A medida judicial restabelece a liberdade de circulação para o público infanto-juvenil no centro de compras, um ponto de encontro e lazer para muitos jovens na região. A proibição anterior havia gerado debates sobre os direitos de ir e vir de adolescentes e a responsabilidade dos estabelecimentos comerciais.
Contexto da Proibição Anterior
A liminar que impedia a entrada de menores desacompanhados no shopping de Franca havia sido concedida em um período de intensos debates e preocupações relacionadas aos chamados “rolezinhos”. Esses encontros, organizados principalmente por meio de redes sociais, reuniam grandes grupos de jovens em shoppings centers de diversas cidades brasileiras, incluindo São Paulo e outras localidades do interior.
As administrações dos shoppings, em muitos casos, alegavam preocupações com a segurança, a ordem pública e a integridade do patrimônio, o que levou a pedidos de medidas judiciais restritivas. Em Franca, a proibição visava, segundo os argumentos apresentados na época, prevenir aglomerações e possíveis tumultos, embora a Defensoria Pública e outros setores da sociedade questionassem a generalização da medida.
A decisão inicial, portanto, inseria-se em um cenário mais amplo de tentativas de controle sobre a circulação de jovens em espaços privados de uso público, como os shoppings, que se tornaram palcos de manifestações sociais e culturais por parte da juventude.
O Fenômeno dos “Rolezinhos” e o Debate Social
Os “rolezinhos” surgiram como um fenômeno social e cultural no Brasil, especialmente a partir de 2013. Caracterizavam-se por encontros massivos de jovens, predominantemente de periferias, em shoppings centers. Esses eventos eram organizados de forma espontânea ou semi-organizada, utilizando plataformas digitais para a convocação.
Para os participantes, os “rolezinhos” representavam uma forma de lazer, socialização e ocupação de espaços que, muitas vezes, não eram percebidos como acessíveis ou acolhedores para eles. Era uma oportunidade de se reunir, ouvir música, dançar e interagir em um ambiente climatizado e com infraestrutura, diferente das opções de lazer disponíveis em suas comunidades.
No entanto, a chegada de centenas ou milhares de jovens simultaneamente gerava reações diversas. Administrações de shoppings e parte da opinião pública expressavam preocupações com a segurança, o barulho excessivo, a superlotação e, em alguns casos, pequenos incidentes ou furtos que eram associados aos eventos. Essas preocupações levaram a medidas de segurança reforçadas, como o fechamento de portas, a contratação de seguranças adicionais e, em diversas ocasiões, a busca por intervenções judiciais para proibir ou controlar a entrada desses grupos.

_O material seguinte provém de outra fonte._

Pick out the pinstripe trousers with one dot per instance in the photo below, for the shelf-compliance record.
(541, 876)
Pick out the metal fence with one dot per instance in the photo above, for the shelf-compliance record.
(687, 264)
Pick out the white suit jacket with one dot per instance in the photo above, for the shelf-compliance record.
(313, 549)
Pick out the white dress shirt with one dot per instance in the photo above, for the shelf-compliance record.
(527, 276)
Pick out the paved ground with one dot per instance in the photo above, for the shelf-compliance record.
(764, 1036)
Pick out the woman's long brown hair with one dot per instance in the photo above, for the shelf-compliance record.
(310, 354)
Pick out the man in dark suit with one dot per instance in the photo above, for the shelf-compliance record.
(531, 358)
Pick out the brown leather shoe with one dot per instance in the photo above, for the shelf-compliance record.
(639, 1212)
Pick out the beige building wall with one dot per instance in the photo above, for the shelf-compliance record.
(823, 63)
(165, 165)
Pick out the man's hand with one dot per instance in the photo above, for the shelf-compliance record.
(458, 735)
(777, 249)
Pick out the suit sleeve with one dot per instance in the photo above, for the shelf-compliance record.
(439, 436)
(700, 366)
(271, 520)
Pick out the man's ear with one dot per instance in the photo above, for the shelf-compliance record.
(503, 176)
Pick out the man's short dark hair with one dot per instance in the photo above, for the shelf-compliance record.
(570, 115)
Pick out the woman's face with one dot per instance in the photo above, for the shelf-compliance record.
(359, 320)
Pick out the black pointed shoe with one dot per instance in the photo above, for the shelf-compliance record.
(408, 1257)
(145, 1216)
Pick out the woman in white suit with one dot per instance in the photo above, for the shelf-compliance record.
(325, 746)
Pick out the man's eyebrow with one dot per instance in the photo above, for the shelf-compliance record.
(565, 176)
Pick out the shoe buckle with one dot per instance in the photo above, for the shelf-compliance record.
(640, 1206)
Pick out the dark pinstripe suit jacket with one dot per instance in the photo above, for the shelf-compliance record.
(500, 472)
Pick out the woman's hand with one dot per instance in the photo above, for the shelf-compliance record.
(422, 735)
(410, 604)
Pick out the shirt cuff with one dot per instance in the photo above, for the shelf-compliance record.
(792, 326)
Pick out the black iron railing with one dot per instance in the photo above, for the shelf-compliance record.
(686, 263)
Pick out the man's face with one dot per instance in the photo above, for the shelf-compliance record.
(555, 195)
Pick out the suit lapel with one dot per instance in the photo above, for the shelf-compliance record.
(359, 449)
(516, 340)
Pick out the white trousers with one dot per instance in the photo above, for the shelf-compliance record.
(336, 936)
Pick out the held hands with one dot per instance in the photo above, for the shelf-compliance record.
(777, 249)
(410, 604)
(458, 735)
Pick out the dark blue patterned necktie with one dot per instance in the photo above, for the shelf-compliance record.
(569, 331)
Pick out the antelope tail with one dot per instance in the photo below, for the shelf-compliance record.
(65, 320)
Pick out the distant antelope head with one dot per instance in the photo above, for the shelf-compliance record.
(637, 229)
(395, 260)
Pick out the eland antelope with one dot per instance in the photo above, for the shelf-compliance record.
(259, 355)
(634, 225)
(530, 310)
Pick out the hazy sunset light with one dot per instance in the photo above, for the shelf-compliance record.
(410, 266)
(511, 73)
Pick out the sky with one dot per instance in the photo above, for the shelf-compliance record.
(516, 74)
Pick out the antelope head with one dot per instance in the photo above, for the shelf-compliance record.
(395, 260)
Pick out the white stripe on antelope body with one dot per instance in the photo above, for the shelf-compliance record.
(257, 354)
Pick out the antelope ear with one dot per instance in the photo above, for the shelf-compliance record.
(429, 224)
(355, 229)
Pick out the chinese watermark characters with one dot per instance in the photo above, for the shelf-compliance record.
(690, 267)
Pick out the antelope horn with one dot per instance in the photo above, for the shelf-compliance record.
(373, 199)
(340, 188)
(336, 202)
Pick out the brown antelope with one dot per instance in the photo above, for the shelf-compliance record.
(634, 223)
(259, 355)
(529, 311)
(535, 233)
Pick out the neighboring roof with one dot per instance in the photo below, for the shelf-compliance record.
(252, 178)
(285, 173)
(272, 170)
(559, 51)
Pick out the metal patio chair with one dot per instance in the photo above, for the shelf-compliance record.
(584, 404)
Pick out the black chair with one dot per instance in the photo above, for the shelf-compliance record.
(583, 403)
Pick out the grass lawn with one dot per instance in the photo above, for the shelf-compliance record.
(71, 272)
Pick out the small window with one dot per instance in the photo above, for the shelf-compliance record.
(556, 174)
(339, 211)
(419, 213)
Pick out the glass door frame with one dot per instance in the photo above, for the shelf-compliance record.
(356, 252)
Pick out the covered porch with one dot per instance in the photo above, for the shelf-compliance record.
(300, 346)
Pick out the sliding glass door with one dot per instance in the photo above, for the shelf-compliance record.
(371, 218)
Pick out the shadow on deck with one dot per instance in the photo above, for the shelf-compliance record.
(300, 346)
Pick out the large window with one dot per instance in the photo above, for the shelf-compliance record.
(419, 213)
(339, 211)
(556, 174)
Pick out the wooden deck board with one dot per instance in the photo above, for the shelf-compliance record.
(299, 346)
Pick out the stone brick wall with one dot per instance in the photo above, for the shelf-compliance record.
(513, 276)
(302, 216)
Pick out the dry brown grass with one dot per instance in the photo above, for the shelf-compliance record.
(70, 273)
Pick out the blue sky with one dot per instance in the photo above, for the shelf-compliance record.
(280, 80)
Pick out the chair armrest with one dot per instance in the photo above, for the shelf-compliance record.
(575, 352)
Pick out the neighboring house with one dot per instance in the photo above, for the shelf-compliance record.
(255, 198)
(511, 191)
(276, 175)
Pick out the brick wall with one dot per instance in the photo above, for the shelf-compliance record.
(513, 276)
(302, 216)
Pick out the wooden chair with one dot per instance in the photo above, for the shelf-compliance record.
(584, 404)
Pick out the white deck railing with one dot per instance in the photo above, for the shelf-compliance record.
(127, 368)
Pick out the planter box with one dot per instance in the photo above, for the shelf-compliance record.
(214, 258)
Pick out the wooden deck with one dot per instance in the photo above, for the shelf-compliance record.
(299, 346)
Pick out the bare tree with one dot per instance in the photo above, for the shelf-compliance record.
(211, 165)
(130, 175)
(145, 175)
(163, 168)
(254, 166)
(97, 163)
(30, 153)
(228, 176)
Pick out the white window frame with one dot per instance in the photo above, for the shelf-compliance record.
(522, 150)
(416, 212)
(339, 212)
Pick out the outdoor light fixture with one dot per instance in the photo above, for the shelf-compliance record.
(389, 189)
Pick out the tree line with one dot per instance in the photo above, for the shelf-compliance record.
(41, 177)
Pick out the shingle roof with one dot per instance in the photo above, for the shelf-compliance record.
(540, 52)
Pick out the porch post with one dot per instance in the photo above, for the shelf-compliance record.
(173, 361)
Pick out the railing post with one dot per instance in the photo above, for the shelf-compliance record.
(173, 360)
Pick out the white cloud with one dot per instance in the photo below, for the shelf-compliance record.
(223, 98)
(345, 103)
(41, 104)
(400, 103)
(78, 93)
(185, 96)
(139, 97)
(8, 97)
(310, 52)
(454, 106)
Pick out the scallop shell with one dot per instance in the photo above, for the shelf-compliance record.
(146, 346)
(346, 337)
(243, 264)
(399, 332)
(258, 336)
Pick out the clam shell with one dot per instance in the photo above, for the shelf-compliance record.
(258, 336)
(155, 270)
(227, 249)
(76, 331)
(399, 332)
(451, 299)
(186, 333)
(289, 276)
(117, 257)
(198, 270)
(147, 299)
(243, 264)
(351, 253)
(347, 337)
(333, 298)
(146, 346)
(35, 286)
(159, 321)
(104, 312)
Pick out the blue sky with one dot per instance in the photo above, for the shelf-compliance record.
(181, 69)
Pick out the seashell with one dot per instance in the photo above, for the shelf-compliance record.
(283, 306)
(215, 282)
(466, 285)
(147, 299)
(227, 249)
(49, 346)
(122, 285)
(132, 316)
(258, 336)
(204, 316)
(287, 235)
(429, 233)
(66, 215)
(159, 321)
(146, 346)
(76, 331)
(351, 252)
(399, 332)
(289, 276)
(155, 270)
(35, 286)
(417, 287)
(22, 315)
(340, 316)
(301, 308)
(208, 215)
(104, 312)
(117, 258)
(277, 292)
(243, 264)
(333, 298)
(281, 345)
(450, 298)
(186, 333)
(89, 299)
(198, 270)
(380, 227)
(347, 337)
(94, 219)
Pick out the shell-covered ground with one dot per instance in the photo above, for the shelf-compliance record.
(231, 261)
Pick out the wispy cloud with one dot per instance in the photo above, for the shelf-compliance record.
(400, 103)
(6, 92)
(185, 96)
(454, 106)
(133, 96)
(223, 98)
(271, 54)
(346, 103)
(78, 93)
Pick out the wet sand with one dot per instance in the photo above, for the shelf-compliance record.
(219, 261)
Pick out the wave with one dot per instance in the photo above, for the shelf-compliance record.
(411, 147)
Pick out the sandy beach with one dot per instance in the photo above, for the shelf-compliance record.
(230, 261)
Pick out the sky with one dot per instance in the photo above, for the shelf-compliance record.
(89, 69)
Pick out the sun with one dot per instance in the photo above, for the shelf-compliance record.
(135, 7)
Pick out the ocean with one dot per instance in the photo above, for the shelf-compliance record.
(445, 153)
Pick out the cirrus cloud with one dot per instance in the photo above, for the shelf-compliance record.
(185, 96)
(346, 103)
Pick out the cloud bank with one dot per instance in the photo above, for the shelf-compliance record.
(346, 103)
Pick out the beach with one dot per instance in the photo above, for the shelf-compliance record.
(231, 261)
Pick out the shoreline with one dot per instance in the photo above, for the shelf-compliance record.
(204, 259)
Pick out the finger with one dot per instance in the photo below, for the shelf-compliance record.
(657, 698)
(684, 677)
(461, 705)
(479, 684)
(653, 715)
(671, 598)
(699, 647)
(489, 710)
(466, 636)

O debate público em torno dos “rolezinhos” rapidamente se polarizou, envolvendo discussões sobre preconceito social, direito à cidade, liberdade de expressão, acesso a espaços de consumo e lazer, e o papel da juventude na sociedade contemporânea. A questão central era se a proibição de entrada de menores desacompanhados ou de grupos específicos configurava uma medida legítima de segurança ou uma forma de discriminação social.
Atuação da Defensoria Pública de São Paulo
A Defensoria Pública do Estado de São Paulo desempenhou um papel fundamental na contestação da liminar em Franca. A instituição, que tem como missão a defesa dos direitos de pessoas em situação de vulnerabilidade, argumentou que a proibição generalizada de entrada de menores desacompanhados violava princípios fundamentais do Estatuto da Criança e do Adolescente (ECA) e da Constituição Federal.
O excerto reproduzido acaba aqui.